It’s not easy to have a thick skin but it is important to be strong in the media industry – Women In Media

It’s not easy to have a thick skin but it is important to be strong in the media industry – Women In Media

By Karishma Kumari
Thursday 18/05/2023
[Image: Women in Media/ instagram]

Women in Media panelists say it is not easy to have a thick skin when working in the media industry due to the types of stories they cover and places they visit but they say they need to have the strength and support to motivate each other.

While speaking on a mental health discussion organized by the Fijian Media Association’s Women In Media, Communications Fiji Limited Senior Journalist, Rashika Kumar says being a journalist is not easy and not a smooth ride as the things we cover will affect us such as sensitive court stories and political stories.

She says covering the elections was stressful and difficult as the company was targeted by some politicians and she was also a victim of online harassment after a politician posted her photo.

Kumar says she also overcame challenges by talking to people in the newsroom virtually during the pandemic, engaging in physical activities, and getting motivation and support from News Director Vijay Narayan.

Reflecting on her experiences, former journalist and communications and development consultant, Ana Laqeretabua says it is very important to support one another and overcome challenges through difficult times.
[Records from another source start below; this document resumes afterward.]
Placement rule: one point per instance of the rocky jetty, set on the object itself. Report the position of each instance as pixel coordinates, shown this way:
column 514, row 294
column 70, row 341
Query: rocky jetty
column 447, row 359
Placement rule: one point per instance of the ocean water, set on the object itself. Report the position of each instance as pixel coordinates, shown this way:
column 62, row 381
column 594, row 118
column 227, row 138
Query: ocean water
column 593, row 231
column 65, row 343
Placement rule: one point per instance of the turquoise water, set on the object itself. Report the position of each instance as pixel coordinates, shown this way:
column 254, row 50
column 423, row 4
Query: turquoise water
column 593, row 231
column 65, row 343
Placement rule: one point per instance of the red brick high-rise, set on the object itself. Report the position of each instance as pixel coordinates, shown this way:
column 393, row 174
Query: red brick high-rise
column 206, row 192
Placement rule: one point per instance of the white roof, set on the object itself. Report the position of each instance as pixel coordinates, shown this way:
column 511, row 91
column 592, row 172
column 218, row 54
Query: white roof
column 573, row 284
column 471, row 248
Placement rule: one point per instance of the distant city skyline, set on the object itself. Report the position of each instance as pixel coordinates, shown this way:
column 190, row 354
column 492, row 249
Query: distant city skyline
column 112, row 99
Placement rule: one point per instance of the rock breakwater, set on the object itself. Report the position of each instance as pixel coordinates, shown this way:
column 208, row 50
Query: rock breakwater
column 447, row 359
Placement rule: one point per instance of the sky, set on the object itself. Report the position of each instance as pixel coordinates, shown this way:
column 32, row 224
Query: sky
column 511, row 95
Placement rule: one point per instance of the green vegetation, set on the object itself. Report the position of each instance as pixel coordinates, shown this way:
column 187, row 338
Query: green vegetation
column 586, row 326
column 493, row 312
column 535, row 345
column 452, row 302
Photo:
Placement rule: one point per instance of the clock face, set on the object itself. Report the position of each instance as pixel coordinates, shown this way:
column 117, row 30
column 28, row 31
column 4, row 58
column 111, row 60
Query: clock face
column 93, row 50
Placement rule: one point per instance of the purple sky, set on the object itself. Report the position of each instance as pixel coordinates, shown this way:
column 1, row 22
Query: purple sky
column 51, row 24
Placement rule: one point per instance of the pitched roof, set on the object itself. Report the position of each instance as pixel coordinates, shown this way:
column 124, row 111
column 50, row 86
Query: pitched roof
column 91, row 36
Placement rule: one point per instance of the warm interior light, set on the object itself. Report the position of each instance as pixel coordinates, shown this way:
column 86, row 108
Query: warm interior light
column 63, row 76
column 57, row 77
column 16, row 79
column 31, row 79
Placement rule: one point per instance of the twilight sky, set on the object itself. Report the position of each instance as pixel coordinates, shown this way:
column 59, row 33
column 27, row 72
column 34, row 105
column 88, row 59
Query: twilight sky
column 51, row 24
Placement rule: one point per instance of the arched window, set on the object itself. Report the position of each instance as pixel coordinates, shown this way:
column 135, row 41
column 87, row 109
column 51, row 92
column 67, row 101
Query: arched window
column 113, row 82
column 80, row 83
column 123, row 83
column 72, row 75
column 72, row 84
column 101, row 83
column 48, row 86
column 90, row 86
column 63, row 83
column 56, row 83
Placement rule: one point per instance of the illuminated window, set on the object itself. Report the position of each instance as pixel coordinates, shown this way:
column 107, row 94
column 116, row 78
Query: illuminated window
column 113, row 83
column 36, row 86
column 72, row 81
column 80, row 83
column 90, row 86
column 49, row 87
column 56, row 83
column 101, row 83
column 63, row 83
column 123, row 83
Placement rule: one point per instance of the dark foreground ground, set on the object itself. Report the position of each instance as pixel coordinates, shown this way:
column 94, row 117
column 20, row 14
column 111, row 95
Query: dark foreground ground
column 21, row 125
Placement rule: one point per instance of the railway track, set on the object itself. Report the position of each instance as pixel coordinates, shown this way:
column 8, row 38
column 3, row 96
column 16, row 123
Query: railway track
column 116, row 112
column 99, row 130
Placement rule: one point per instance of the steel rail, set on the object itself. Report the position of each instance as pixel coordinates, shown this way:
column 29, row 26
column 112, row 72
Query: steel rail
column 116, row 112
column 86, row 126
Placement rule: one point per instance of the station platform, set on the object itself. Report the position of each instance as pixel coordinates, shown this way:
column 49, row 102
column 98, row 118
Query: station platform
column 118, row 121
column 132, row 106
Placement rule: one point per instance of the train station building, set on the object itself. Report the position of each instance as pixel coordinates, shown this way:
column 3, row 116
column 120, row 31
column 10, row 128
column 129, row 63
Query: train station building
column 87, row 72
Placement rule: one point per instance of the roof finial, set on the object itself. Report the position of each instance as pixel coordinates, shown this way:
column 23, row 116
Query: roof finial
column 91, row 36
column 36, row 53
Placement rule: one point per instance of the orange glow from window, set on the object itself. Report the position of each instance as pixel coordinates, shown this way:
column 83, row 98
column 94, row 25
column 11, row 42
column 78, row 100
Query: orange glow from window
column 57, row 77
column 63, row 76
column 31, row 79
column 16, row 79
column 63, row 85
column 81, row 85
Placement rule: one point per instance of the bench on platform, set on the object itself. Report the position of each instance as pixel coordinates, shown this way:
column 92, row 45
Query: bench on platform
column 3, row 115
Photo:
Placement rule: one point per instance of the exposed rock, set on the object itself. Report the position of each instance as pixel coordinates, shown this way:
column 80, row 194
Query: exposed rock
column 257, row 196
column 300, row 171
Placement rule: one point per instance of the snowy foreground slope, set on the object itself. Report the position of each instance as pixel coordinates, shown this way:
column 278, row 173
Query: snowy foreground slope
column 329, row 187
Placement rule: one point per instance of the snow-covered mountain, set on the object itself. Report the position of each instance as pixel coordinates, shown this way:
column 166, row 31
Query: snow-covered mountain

The former journalist also says it is important to reflect to navigate a lot of things they do in life and they should be kind to themselves.

Fiji Times photographer, Sophie Ralulu says she has been in the media for more than 15 years and most of the time she is the only photographer in the field and the comments passed are not good.

She says sometimes it is very scary and sad but motivation from her colleagues and her hard work is what makes her brave and strong.

Fiji Sun journalist Wati Talebula says it was heartbreaking for her when she was sworn at online because of a story she did and she was also threatened by people with a cane knife while covering a sensitive issue.

Talebula encourages people to talk to their colleagues and share their challenges to relieve their stress and stay motivated rather than taking problems to their families.

Meanwhile, Psychology Discipline Coordinator at the University of the South Pacific Doctor Annie Crookes says media organizations must have protocols in place to help and support employees, facilitating peer mentoring sessions for those who are exposed to trauma and solving issues with counselors.

Crookes says organizations should also show pro-active support for reporters online, particularly in the face of harassment and team leaders to have roles in fostering help and support, reducing the stigma around mental health, and constantly reporting about mental health issues.